We believe that all workers in the platform economy should have access to baseline protections -- from day one, shift one, task one -- and that this should be paid for by the platforms through which they work.
This baseline is needed to protect workers from the risks that occur during work, or that result from the nature of work in the platform economy. We believe this should include (at a minimum) income protection for accident, injury and disability and public liability insurance.
Because these needs do not vary by employment status, we believe they should be made available to all workers in the platform economy.
Given this, we welcome that today’s proposals from the European Commission (the EC) provide clarity that providing necessary benefits and protections to independent workers should not be used as an argument for a change to employment status.
We also believe the proposals give:
- A clearer definition of employment status, and how it is applied and adjudicated, that passes the important test that the people most affected - workers themselves - can understand it.
If effectively implemented at a country level, this would provide the clarity that platforms and workers have long sought.
- A welcome acknowledgement that flexibility over when, where and how to work is a non-negotiable aspect of independent work.
- Recognition of the value of the platform economy (to workers, consumers and the economy) and of the social protections that are an integral part of quality work.
Through our own research -- and our partnerships with pioneering platforms, who didn’t wait for legislation to put benefits and protections in place -- we also know that independent, flexible, work is what workers want.
For example, we asked 1,000 platform economy workers in the UK why they choose to work through the platform that they do. The most cited reason (44% of responses) was flexibility over working hours, time or location. Other studies, including in the EU, make the same point.
The flexibility and inclusivity of platform work allows many (who wouldn’t otherwise be able) to participate in the economy, to fit work around their family and social commitments, and to top-up their incomes.
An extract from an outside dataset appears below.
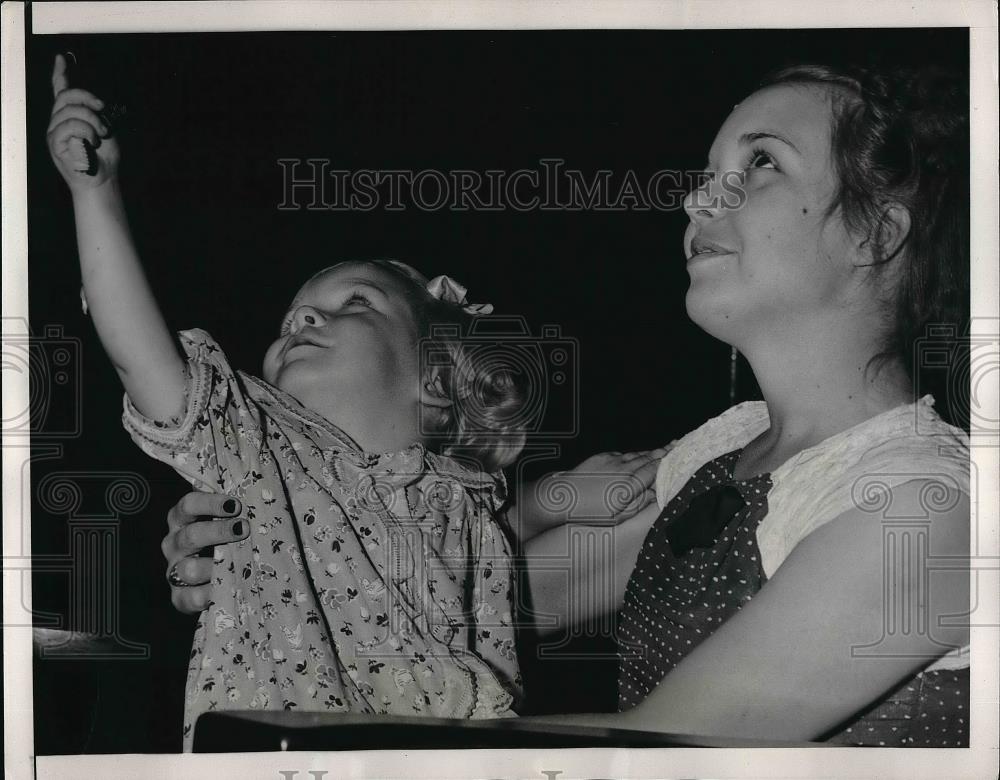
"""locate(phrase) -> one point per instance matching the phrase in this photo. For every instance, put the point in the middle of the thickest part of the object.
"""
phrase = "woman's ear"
(891, 232)
(432, 391)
Legitimate questions remain about the extent to which the EC proposals would restrict the availability of an important source of earnings.
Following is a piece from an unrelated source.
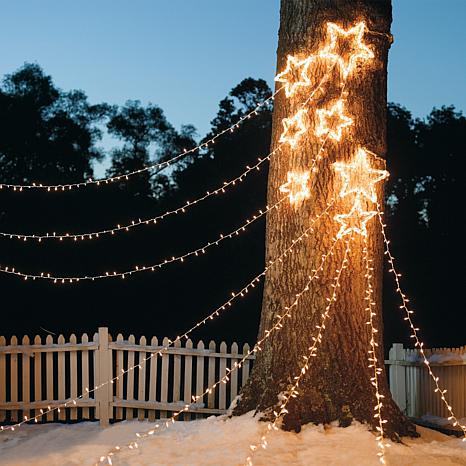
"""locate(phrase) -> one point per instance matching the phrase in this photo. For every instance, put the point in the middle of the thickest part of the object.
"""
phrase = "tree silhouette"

However, our work at Collective Benefits has shown that it is possible to strengthen independent work while preserving flexibility. We now partner with over 45 pioneering platforms (as a result, supporting over 250,000 members worldwide) to access benefits and protections that are designed around the needs of platform workers.
We stand ready to support platforms to do more, for all variations of employment statuses of the workers who use their apps. For example, through widening the well-being support they offer to include smart crash detection technologies, accessible education and learning, community building or mental and physical health support.
Enhancing worker well-being in the platform economy is why Collective Benefits was created. We’ve always believed that this can, and should, be done. Overall, today’s proposals from the EC offer the missing clarity that will allow us to protect more workers, in more ways.